Nos últimos 15 anos, testemunhamos a consolidação de uma mudança estrutural no capitalismo, frequentemente chamada de "capitalismo de plataforma". Tendências de longo prazo se consolidaram, como a conversão do comportamento humano em dados (dataficação), a substituição de tarefas por Inteligência Artificial Generativa (IAG) (automação) e a concentração de informações em plataformas digitais (plataformização). Essa mudança estrutural é evidente no surgimento de uma liderança corporativa em que as corporações baseadas em tecnologia da informação (IAGs) (Nvidia, Microsoft, Alphabet, Apple, Meta, Amazon) substituíram as tradicionais.
Essa mudança estrutural produziu reconfigurações trabalhistas que chamei de "heterogeneidade organizacional com homogeneidade na precariedade". Isso significa que os processos de flexibilização e terceirização se desenvolveram a tal ponto que desocuparam a população trabalhadora, homogeneizando as condições de trabalho em torno da precariedade. Por exemplo, formas tradicionais de flexibilização, como a terceirização, foram complementadas pelo uso generalizado do trabalho autônomo em plataformas digitais, onde proliferam microempreendedores que utilizam plataformas de e-commerce e mídias sociais, trabalhadores de plataformas de entrega e freelancers vinculados a microtarefas em plataformas de crowdsourcing, entre outros tipos de trabalho.
Assim, as condições já precárias da década de 1990 foram agravadas pelo surgimento de novos empregos. A falta de direitos trabalhistas e os baixos salários começaram a moldar o "emprego típico" dos últimos 15 anos.

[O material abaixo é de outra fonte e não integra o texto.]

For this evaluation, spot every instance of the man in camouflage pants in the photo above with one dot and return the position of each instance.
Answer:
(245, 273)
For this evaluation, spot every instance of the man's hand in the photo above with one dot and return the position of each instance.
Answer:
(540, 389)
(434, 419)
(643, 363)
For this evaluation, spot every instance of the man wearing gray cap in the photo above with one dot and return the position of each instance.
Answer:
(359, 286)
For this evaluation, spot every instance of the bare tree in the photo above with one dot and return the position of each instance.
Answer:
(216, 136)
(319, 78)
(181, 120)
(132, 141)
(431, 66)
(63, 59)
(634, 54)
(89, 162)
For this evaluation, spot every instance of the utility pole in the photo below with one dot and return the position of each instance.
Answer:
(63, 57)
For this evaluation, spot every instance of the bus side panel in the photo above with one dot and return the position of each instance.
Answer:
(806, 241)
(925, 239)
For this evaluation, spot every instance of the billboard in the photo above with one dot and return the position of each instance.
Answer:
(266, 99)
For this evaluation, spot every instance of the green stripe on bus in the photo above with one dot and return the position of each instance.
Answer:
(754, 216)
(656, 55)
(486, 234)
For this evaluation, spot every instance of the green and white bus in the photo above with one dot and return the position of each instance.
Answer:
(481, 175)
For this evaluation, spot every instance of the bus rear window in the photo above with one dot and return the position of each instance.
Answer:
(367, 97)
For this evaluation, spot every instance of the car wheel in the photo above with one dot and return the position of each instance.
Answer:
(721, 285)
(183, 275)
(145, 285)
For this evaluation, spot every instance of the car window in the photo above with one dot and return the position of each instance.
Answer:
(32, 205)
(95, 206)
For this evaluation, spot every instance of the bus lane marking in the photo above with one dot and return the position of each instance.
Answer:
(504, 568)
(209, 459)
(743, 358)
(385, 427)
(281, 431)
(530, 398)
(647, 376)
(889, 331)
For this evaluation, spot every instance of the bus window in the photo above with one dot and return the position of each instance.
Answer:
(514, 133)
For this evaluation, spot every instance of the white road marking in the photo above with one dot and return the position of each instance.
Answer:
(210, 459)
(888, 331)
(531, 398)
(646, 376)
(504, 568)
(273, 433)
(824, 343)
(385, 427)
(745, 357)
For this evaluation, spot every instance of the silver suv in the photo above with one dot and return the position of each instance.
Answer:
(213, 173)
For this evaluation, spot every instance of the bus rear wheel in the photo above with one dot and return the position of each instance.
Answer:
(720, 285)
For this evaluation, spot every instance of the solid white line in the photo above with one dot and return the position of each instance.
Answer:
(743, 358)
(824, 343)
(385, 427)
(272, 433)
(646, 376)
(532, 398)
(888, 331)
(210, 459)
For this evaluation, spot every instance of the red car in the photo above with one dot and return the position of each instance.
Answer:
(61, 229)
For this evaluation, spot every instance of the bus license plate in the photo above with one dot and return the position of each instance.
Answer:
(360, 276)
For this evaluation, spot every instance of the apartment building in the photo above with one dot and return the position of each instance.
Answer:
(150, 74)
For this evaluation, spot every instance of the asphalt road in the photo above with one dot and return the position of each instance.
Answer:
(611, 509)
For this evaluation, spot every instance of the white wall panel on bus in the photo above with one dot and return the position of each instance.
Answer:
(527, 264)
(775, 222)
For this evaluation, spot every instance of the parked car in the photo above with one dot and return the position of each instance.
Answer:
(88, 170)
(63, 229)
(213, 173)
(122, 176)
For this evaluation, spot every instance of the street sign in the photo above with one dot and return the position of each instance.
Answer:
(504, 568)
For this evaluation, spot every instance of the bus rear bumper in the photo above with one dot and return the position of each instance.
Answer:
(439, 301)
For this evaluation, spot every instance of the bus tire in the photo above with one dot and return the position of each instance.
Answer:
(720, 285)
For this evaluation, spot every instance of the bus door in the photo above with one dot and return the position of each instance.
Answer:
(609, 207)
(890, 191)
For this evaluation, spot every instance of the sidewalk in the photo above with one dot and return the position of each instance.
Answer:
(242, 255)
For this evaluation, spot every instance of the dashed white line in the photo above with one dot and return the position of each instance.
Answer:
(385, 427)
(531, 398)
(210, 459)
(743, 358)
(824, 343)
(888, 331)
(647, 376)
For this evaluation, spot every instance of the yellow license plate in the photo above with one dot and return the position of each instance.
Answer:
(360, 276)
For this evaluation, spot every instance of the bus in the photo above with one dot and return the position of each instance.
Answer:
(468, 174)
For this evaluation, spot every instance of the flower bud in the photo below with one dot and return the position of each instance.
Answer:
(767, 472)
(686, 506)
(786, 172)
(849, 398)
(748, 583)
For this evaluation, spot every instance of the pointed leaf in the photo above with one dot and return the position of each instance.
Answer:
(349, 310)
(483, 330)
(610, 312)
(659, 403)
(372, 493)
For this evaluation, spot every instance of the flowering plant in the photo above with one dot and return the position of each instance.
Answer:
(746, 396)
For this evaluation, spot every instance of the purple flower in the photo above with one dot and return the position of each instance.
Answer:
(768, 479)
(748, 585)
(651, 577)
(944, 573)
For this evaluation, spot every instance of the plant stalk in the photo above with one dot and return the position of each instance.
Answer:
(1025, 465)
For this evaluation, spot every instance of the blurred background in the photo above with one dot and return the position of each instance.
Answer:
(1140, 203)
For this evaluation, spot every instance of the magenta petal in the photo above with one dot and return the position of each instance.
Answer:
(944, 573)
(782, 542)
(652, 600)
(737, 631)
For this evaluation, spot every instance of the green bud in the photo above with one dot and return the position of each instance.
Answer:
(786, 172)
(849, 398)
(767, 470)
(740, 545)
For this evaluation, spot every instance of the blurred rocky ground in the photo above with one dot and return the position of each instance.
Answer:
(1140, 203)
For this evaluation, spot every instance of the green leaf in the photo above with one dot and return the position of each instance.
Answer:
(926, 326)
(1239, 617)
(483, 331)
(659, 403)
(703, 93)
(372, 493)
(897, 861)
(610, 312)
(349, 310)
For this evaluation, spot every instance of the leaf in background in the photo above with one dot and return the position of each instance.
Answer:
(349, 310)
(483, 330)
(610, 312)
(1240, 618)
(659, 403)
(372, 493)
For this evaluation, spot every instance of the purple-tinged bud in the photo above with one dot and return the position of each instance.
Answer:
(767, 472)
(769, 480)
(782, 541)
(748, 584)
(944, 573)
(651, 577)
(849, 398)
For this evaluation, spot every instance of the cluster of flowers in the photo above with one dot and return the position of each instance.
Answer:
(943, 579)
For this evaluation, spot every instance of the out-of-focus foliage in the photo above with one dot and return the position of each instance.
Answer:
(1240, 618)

No entanto, a precarização não surge per se da mudança estrutural, mas de três aspectos políticos: um Estado incapaz de regular (e entender) a mudança, as dificuldades das organizações sindicais em abordar novos trabalhadores e a ausência de uma narrativa comum para a classe que vive do seu trabalho.
Embora a precariedade pareça individualizante, ela contém o potencial político para repensar o comum, levando em conta, é claro, as limitações da heterogeneidade organizacional. O computador não é mais o local de trabalho, mas uma condição compartilhada.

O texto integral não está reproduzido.